Jeune asphyxierende Thoraxdystrophie - tabellarische Zusammenfassung
Synonyme
  • JATD
  • Jeune Syndrom
  • Short-rib thoracic dysplasia 2, 3, 4, 5, 8, 9, 10, 11
Hauptauffälligkeiten
  • Verkürzte Rippen
  • Thoraxdysplasie
  • Lungenhypoplasie
  • knöcherne Auffälligkeiten: kleine Beckenschaufeln, frühe Verknöcherung der Femurkopfepiphysen, Zapfenepiphysen der Mittelphalangen, Skoliose
  • Postaxiale Polydaktylie an Händen und/oder Füßen
Ergänzende Befunde
  • Progrediente Niereninsuffizienz bei Nephronophthise in bis zu 20% der Fälle, abhängig von zu Grunde liegender Gen-Mutation (IFT140, IFT172 Nierenversagen in 100%)
  • Retinitis pigmentosa
  • Fibrose und Zysten von Leber und/oder Pankreas
  • serologisch erhöhte Leberenzyme
  • selten ZNS-Auffälligkeiten
Manifestation ab Geburt; oft bereits präpartal diagnostizierbar aufgrund der Thoraxhypoplasie
Häufigkeit 1 : 200,000–1.000.000 Lebendgeborene
Vererbung autosomal rezessiv
Pathogenese zugrundeliegende Mutationen führen zu Störung des intraflagellären Transports in Zilien.
Verlauf, Prognose Die neonatale Prognose ist abhängig von der Ausprägung der Lungenhypoplasie und Ateminsuffizienz. Die Letalität in den ersten Lebenswochen beträgt ca. 20-60%.

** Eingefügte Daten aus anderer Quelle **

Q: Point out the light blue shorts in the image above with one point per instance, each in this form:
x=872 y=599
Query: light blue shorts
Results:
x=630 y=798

Im Verlauf bestimmt die progrediente Niereninsuffizienz die Prognose. Bei Entwicklung einer Retinitis pigmentosa ist ein progredienter Visusverlust bis zur vollständigen Erblindung zu befürchten. Die kognitive Entwicklung der Kinder ist meist unbeeinträchtigt.

Therapie Keine kausale Therapie möglich. Notwendigkeit einer multidisziplinären Betreuung von Chirurgen, Pulmonologen, Nephrologen und Ophtalmologen.

Bislang bekannte Jeune Syndrom Gene
Krankheit OMIM Phenotypnummer Gen OMIM – Gennummer alternativer Phänotyp und OMIM Phenotypnummer
1 Kurzrippen-Polydaktylie Syndrom 1 611263 IFT80 611177
2 Kurzrippen-Polydaktylie Syndrom 3 613091 DYNC2H1 603297
3 Kurzrippen-Polydaktylie Syndrom 4 613819 TTC21B/ IFT139 612014
4 Kurzrippen-Polydaktylie Syndrom 5 614376 WDR19/IFT144 608151 NPHP13 614377
SLSN8 616307
5 Kurzrippen-Polydaktylie Syndrom 6 263520 NEK1 604588
6 Kurzrippen-Polydaktylie Syndrom 7 614091 WDR35 613602
7 Kurzrippen-Polydaktylie Syndrom 8 615503 WDR60 615462
8 Kurzrippen-Polydaktylie Syndrom 9 266920 IFT140 614620 Retinitis pigmentosa 80 617781
9 Kurzrippen-Polydaktylie Syndrom 10 615630 IFT172 607386 Retinitis pigmentosa 71 616394
10 Kurzrippen-Polydaktylie Syndrom 11 615633 WDR34 613363
11 Kurzrippen-Polydaktylie Syndrom 13 616300 CEP120 613446 JBTS31 617761
12 Kurzrippen-Polydaktylie Syndrom14 616546 KIAA0586 610178 JBTS23 616490

 

(01/2018)


Quellen
  • Huber C, Cormier-Daire V. Ciliary disorder of the skeleton. Am J Med Genet C Semin Med Genet. 2012;160C:165–74.
  • Wolf M. Nephronophthisis and related syndromes. Curr Opin Pediatr. 2015 Apr; 27(2): 201–211.